O destino desses colonos foi diferente na Ásia Oriental e na Europa: enquanto no primeiro eles perduraram e acabaram levando à formação das populações modernas do leste do continente, os representantes europeus dessa expansão declinaram e desapareceram em grande parte, deixando Bacho Kiro, o esquivo indivíduo Oase achado na Romênia e alguns outros restos como os únicos testemunhos desse povoamento precoce da Europa.

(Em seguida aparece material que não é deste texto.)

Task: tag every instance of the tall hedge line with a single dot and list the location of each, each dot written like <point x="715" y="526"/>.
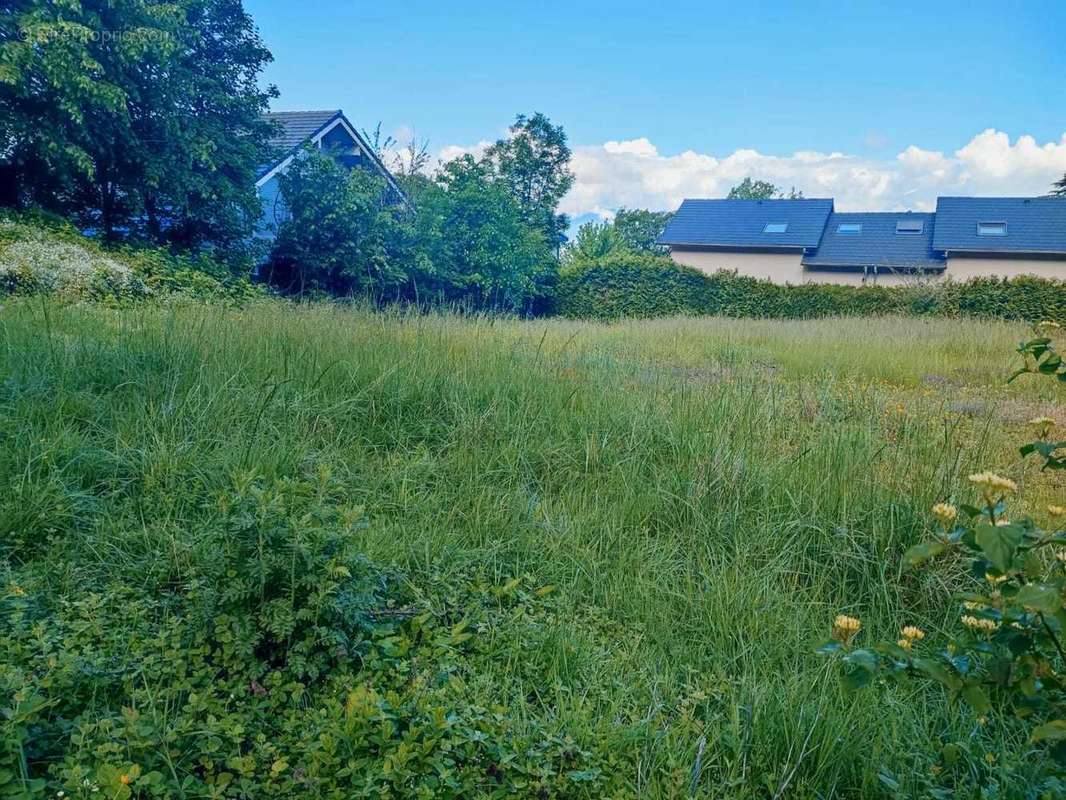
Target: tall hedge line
<point x="631" y="285"/>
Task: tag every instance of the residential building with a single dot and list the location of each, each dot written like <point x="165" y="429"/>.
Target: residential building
<point x="327" y="130"/>
<point x="797" y="241"/>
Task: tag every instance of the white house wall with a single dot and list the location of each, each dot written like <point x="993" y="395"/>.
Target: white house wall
<point x="781" y="268"/>
<point x="963" y="269"/>
<point x="787" y="268"/>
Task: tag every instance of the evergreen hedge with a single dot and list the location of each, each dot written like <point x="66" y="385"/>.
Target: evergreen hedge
<point x="629" y="285"/>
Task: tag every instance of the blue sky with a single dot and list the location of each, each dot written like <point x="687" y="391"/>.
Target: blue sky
<point x="862" y="80"/>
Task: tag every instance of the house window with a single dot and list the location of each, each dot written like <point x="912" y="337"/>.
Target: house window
<point x="911" y="227"/>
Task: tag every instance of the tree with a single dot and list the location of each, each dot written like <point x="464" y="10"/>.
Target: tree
<point x="748" y="189"/>
<point x="342" y="236"/>
<point x="533" y="162"/>
<point x="594" y="241"/>
<point x="639" y="228"/>
<point x="136" y="117"/>
<point x="474" y="243"/>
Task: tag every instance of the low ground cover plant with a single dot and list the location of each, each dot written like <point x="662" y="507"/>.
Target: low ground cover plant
<point x="1005" y="656"/>
<point x="326" y="552"/>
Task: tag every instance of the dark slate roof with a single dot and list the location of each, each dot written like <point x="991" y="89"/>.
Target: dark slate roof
<point x="876" y="244"/>
<point x="296" y="127"/>
<point x="739" y="223"/>
<point x="1033" y="224"/>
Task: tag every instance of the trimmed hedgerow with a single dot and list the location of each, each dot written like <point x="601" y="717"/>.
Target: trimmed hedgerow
<point x="640" y="286"/>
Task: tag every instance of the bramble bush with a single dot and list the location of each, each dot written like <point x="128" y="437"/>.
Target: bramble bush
<point x="1006" y="659"/>
<point x="263" y="656"/>
<point x="626" y="285"/>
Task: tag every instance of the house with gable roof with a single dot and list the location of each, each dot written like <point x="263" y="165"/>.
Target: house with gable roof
<point x="797" y="241"/>
<point x="327" y="130"/>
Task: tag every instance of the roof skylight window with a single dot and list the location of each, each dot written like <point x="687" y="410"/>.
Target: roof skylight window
<point x="991" y="228"/>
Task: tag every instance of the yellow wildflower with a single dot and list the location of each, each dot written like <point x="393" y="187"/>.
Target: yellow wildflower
<point x="910" y="632"/>
<point x="845" y="627"/>
<point x="946" y="513"/>
<point x="978" y="624"/>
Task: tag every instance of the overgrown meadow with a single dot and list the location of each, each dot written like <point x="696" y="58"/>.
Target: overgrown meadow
<point x="326" y="552"/>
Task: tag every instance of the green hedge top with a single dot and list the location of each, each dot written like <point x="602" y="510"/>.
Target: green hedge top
<point x="622" y="285"/>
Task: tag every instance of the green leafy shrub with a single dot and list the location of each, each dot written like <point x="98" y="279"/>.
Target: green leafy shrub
<point x="1006" y="659"/>
<point x="620" y="285"/>
<point x="41" y="254"/>
<point x="270" y="659"/>
<point x="624" y="284"/>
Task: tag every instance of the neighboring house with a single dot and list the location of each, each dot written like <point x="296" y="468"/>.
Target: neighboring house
<point x="802" y="241"/>
<point x="327" y="130"/>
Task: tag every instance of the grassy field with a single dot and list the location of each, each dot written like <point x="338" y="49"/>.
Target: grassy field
<point x="647" y="528"/>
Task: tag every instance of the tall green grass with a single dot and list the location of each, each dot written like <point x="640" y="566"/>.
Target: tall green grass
<point x="703" y="494"/>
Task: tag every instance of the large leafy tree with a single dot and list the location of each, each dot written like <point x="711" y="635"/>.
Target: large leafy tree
<point x="474" y="243"/>
<point x="134" y="116"/>
<point x="639" y="228"/>
<point x="342" y="234"/>
<point x="749" y="189"/>
<point x="533" y="162"/>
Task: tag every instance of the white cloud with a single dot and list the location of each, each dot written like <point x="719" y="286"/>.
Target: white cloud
<point x="634" y="174"/>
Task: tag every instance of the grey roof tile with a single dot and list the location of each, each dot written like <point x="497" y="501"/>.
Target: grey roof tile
<point x="877" y="243"/>
<point x="1033" y="224"/>
<point x="740" y="223"/>
<point x="296" y="127"/>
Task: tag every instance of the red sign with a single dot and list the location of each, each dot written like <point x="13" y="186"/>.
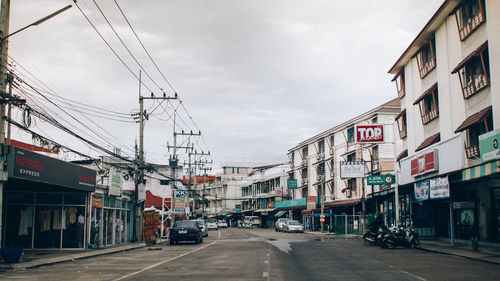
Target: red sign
<point x="369" y="133"/>
<point x="424" y="163"/>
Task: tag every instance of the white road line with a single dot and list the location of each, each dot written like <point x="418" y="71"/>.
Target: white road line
<point x="165" y="261"/>
<point x="405" y="272"/>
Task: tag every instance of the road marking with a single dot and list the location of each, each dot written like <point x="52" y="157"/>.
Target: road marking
<point x="165" y="261"/>
<point x="405" y="272"/>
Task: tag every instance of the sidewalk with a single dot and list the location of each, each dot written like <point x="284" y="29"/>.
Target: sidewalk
<point x="36" y="258"/>
<point x="488" y="251"/>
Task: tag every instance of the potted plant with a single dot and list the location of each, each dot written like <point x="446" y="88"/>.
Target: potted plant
<point x="474" y="244"/>
<point x="11" y="254"/>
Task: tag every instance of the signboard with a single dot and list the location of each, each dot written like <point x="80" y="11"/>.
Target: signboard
<point x="115" y="188"/>
<point x="27" y="165"/>
<point x="291" y="183"/>
<point x="355" y="169"/>
<point x="311" y="202"/>
<point x="424" y="163"/>
<point x="439" y="188"/>
<point x="489" y="145"/>
<point x="380" y="179"/>
<point x="373" y="133"/>
<point x="422" y="190"/>
<point x="180" y="201"/>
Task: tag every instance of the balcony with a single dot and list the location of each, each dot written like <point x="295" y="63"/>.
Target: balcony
<point x="472" y="151"/>
<point x="471" y="25"/>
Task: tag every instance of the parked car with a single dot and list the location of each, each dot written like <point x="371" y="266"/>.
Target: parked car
<point x="278" y="225"/>
<point x="202" y="226"/>
<point x="185" y="231"/>
<point x="222" y="223"/>
<point x="293" y="226"/>
<point x="212" y="224"/>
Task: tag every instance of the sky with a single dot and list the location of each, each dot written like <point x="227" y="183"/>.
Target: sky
<point x="255" y="77"/>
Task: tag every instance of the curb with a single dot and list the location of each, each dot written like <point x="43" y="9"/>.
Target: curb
<point x="459" y="255"/>
<point x="85" y="255"/>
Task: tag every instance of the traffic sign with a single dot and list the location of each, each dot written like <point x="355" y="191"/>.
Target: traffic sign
<point x="381" y="179"/>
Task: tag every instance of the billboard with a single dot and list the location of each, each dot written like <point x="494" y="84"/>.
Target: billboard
<point x="373" y="133"/>
<point x="354" y="169"/>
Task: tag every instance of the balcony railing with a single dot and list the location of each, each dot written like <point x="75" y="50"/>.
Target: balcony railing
<point x="472" y="151"/>
<point x="476" y="84"/>
<point x="431" y="115"/>
<point x="471" y="25"/>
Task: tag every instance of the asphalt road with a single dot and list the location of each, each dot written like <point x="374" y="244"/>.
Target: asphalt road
<point x="237" y="254"/>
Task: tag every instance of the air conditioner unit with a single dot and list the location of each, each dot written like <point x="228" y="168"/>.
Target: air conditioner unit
<point x="348" y="193"/>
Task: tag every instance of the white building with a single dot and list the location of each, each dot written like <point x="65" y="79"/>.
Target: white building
<point x="315" y="162"/>
<point x="448" y="83"/>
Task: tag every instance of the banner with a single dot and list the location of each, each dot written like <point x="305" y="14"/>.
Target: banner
<point x="422" y="190"/>
<point x="439" y="188"/>
<point x="115" y="188"/>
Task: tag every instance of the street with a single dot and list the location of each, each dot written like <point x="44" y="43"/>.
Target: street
<point x="258" y="254"/>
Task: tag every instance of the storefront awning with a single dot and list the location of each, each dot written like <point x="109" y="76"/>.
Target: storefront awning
<point x="482" y="170"/>
<point x="279" y="214"/>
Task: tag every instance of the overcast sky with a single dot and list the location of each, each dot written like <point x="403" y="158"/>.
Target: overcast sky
<point x="257" y="77"/>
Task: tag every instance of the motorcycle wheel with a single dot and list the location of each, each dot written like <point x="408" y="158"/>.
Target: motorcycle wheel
<point x="416" y="244"/>
<point x="390" y="244"/>
<point x="368" y="242"/>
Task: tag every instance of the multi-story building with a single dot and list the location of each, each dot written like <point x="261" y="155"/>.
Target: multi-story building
<point x="448" y="83"/>
<point x="224" y="194"/>
<point x="315" y="164"/>
<point x="265" y="186"/>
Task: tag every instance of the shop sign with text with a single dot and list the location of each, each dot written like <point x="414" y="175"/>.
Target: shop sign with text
<point x="373" y="133"/>
<point x="424" y="163"/>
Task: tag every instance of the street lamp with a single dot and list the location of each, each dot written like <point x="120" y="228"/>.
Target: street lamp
<point x="39" y="21"/>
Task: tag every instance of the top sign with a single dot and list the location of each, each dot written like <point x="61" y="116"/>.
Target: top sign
<point x="369" y="133"/>
<point x="489" y="145"/>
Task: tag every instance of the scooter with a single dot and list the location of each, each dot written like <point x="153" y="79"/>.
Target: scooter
<point x="401" y="237"/>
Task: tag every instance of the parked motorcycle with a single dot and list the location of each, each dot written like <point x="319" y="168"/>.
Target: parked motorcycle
<point x="401" y="236"/>
<point x="374" y="238"/>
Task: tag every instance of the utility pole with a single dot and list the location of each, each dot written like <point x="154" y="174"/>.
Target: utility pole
<point x="140" y="159"/>
<point x="174" y="159"/>
<point x="4" y="43"/>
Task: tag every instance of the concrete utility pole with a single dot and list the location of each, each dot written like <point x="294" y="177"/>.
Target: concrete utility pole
<point x="140" y="159"/>
<point x="4" y="49"/>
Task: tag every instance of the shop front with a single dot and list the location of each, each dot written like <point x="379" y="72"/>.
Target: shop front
<point x="45" y="202"/>
<point x="111" y="217"/>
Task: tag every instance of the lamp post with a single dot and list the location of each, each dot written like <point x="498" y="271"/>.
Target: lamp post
<point x="4" y="46"/>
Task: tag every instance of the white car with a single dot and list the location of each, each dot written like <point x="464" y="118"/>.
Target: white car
<point x="222" y="223"/>
<point x="293" y="226"/>
<point x="212" y="224"/>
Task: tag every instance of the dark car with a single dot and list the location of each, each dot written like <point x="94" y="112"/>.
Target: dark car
<point x="185" y="231"/>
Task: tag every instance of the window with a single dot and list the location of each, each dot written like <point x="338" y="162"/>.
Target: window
<point x="470" y="15"/>
<point x="401" y="120"/>
<point x="350" y="135"/>
<point x="400" y="83"/>
<point x="472" y="136"/>
<point x="476" y="125"/>
<point x="428" y="104"/>
<point x="473" y="71"/>
<point x="426" y="59"/>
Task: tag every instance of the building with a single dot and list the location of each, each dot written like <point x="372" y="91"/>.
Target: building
<point x="316" y="164"/>
<point x="448" y="83"/>
<point x="262" y="189"/>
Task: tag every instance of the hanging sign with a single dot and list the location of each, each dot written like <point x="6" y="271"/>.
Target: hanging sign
<point x="439" y="188"/>
<point x="422" y="190"/>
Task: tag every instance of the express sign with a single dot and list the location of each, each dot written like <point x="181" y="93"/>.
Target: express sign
<point x="369" y="133"/>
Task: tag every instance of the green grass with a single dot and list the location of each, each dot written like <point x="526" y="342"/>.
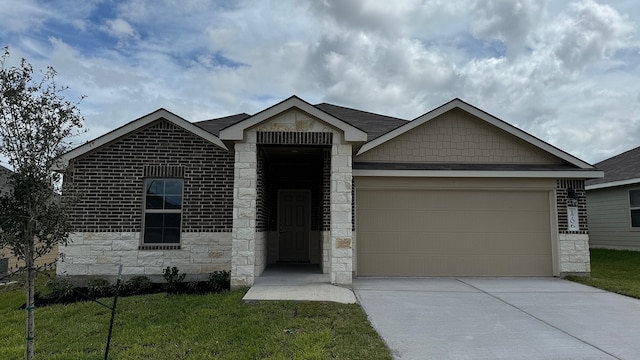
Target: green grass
<point x="614" y="270"/>
<point x="215" y="326"/>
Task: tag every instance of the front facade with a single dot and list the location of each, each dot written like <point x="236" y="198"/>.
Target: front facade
<point x="614" y="203"/>
<point x="453" y="192"/>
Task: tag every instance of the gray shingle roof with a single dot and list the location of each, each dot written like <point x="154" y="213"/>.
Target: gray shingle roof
<point x="624" y="166"/>
<point x="215" y="125"/>
<point x="374" y="125"/>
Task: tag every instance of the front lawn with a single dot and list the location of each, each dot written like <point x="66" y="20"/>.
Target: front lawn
<point x="213" y="326"/>
<point x="614" y="270"/>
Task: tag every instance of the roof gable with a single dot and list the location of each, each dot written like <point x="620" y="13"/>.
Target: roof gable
<point x="457" y="137"/>
<point x="622" y="169"/>
<point x="482" y="116"/>
<point x="236" y="131"/>
<point x="133" y="126"/>
<point x="374" y="125"/>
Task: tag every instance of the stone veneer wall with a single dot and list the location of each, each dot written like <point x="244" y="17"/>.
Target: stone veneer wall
<point x="572" y="245"/>
<point x="107" y="220"/>
<point x="100" y="254"/>
<point x="341" y="214"/>
<point x="244" y="235"/>
<point x="247" y="244"/>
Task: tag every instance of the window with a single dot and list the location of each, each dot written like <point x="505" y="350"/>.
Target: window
<point x="162" y="211"/>
<point x="634" y="204"/>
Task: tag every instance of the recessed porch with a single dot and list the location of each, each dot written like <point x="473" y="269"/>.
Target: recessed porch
<point x="298" y="283"/>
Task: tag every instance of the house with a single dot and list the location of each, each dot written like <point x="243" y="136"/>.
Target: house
<point x="453" y="192"/>
<point x="8" y="261"/>
<point x="613" y="203"/>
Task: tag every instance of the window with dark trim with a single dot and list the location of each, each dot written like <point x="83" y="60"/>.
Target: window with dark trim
<point x="162" y="211"/>
<point x="634" y="207"/>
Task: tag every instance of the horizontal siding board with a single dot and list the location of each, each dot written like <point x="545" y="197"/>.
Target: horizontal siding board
<point x="609" y="219"/>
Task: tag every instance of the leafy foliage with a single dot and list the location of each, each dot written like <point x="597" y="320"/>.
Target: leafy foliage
<point x="139" y="284"/>
<point x="60" y="288"/>
<point x="99" y="287"/>
<point x="173" y="279"/>
<point x="35" y="122"/>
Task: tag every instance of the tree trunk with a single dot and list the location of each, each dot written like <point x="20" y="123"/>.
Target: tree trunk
<point x="30" y="307"/>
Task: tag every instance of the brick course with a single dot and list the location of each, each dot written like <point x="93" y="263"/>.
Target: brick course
<point x="110" y="181"/>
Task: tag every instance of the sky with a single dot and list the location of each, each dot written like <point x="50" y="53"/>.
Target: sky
<point x="567" y="72"/>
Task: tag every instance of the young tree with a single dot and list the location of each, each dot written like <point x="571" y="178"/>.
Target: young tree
<point x="35" y="123"/>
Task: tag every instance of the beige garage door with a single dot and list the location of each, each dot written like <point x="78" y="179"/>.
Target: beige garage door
<point x="453" y="233"/>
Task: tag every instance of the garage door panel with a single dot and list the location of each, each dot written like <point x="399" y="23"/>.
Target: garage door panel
<point x="453" y="265"/>
<point x="464" y="220"/>
<point x="452" y="243"/>
<point x="452" y="200"/>
<point x="453" y="233"/>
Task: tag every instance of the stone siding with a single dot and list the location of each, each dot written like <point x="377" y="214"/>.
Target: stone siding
<point x="573" y="245"/>
<point x="100" y="254"/>
<point x="341" y="215"/>
<point x="574" y="254"/>
<point x="243" y="267"/>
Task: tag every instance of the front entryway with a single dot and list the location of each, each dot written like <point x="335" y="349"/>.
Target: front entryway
<point x="294" y="226"/>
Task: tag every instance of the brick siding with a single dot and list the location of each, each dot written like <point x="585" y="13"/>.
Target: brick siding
<point x="561" y="199"/>
<point x="110" y="180"/>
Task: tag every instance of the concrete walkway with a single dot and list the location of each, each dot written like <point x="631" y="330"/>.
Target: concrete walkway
<point x="500" y="318"/>
<point x="297" y="282"/>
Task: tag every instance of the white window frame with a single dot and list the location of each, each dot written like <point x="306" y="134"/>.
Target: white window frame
<point x="633" y="208"/>
<point x="146" y="211"/>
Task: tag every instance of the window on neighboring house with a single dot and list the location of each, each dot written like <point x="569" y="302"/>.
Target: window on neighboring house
<point x="634" y="204"/>
<point x="162" y="211"/>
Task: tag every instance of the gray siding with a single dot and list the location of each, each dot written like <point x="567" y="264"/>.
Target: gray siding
<point x="609" y="222"/>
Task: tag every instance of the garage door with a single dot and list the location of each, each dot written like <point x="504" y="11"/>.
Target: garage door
<point x="453" y="233"/>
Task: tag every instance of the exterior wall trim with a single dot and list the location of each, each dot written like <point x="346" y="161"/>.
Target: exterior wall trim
<point x="457" y="103"/>
<point x="567" y="174"/>
<point x="613" y="184"/>
<point x="237" y="131"/>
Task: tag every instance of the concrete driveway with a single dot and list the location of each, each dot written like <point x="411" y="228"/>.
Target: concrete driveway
<point x="500" y="318"/>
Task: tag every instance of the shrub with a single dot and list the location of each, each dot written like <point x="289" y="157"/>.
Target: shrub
<point x="173" y="279"/>
<point x="60" y="288"/>
<point x="136" y="285"/>
<point x="99" y="287"/>
<point x="220" y="280"/>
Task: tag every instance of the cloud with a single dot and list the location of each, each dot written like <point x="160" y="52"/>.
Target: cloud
<point x="510" y="21"/>
<point x="120" y="29"/>
<point x="589" y="32"/>
<point x="566" y="72"/>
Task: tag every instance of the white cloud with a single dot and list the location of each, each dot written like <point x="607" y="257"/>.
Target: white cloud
<point x="510" y="21"/>
<point x="120" y="29"/>
<point x="570" y="75"/>
<point x="590" y="32"/>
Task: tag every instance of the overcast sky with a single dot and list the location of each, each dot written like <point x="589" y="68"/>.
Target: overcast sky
<point x="565" y="71"/>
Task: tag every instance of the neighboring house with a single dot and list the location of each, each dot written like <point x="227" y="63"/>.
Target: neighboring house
<point x="11" y="261"/>
<point x="614" y="203"/>
<point x="455" y="192"/>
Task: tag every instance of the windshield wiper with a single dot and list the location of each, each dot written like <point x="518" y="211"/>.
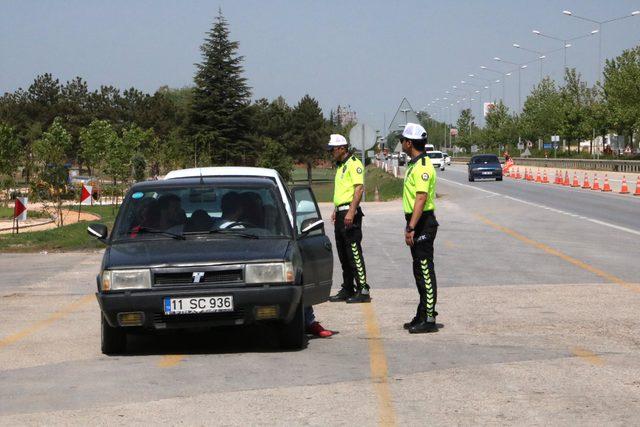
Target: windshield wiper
<point x="155" y="231"/>
<point x="233" y="232"/>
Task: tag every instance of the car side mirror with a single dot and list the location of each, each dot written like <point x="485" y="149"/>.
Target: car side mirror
<point x="310" y="224"/>
<point x="99" y="231"/>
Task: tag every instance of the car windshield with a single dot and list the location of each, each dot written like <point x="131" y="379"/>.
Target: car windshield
<point x="179" y="212"/>
<point x="485" y="159"/>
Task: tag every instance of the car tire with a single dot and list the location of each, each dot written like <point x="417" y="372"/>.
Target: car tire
<point x="113" y="340"/>
<point x="292" y="334"/>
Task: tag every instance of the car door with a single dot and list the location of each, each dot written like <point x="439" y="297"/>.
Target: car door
<point x="315" y="247"/>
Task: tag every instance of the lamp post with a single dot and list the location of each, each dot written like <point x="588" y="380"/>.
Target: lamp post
<point x="504" y="77"/>
<point x="541" y="55"/>
<point x="488" y="83"/>
<point x="599" y="30"/>
<point x="520" y="68"/>
<point x="565" y="42"/>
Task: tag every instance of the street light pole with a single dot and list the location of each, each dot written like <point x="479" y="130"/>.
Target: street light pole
<point x="520" y="68"/>
<point x="599" y="30"/>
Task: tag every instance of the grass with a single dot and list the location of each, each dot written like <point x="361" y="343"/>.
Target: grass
<point x="389" y="187"/>
<point x="7" y="213"/>
<point x="67" y="238"/>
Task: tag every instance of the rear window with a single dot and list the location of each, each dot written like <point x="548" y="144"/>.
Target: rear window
<point x="485" y="159"/>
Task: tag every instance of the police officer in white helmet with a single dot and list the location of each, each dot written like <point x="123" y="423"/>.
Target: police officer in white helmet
<point x="418" y="202"/>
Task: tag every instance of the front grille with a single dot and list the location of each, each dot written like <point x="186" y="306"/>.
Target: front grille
<point x="182" y="278"/>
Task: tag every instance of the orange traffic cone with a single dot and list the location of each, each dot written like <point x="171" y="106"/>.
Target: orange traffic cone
<point x="624" y="189"/>
<point x="575" y="182"/>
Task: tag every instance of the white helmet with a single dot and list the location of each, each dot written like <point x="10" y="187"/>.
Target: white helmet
<point x="414" y="131"/>
<point x="336" y="140"/>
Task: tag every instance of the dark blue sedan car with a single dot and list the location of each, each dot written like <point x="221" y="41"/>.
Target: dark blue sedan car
<point x="485" y="166"/>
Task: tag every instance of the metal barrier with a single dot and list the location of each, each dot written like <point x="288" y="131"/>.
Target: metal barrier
<point x="628" y="166"/>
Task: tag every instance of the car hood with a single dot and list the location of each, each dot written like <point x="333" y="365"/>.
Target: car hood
<point x="169" y="252"/>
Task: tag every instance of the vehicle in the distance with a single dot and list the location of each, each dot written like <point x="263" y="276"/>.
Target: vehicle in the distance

“É curioso notar que, por volta da mesma época, também os últimos neandertais foram extintos”, afirmou Giulia Marciani, da Universidade de Bolonha e coautora do estudo.
Ancestralidade peculiar
“Finalmente, uma última expansão ocorreu algum tempo antes de 38 mil anos atrás e recolonizou a Europa a partir do mesmo centro populacional, cuja localização ainda não foi esclarecida”, resumiu Luca Pagani, autor sênior do estudo. “Embora mesmo na Europa houvesse interações ocasionais com sobreviventes da onda anterior, uma extensa e generalizada mistura entre as duas ondas só ocorreu na Sibéria, onde deu origem a uma ancestralidade peculiar conhecida como Antigos Euroasiáticos do Norte (Ancient North Eurasian), que acabou contribuindo para a ancestralidade. dos nativos americanos”.
Essa migração está associada a um conjunto cultural diferente denominado Paleolítico Superior, que caracteriza os principais sítios paleolíticos europeus. “É digno de nota que, do ponto de vista cultural, essas novas ferramentas de pedra têm sido frequentemente descritas como uma montagem independente, em vez de um desenvolvimento local de tecnologias pré-existentes na Europa: é revigorante ver que a informação genética e cultural pode ser conciliada sob um cenário abrangente”, concluiu Telmo Pievani, da Universidade de Pádua e coautor do estudo.
Os autores concluem que mais esforços devem ser direcionados para esclarecer a localização geográfica desse centro populacional e identificar as causas internas e externas subjacentes a esses movimentos populacionais antigos, bem como as dinâmicas culturais associadas.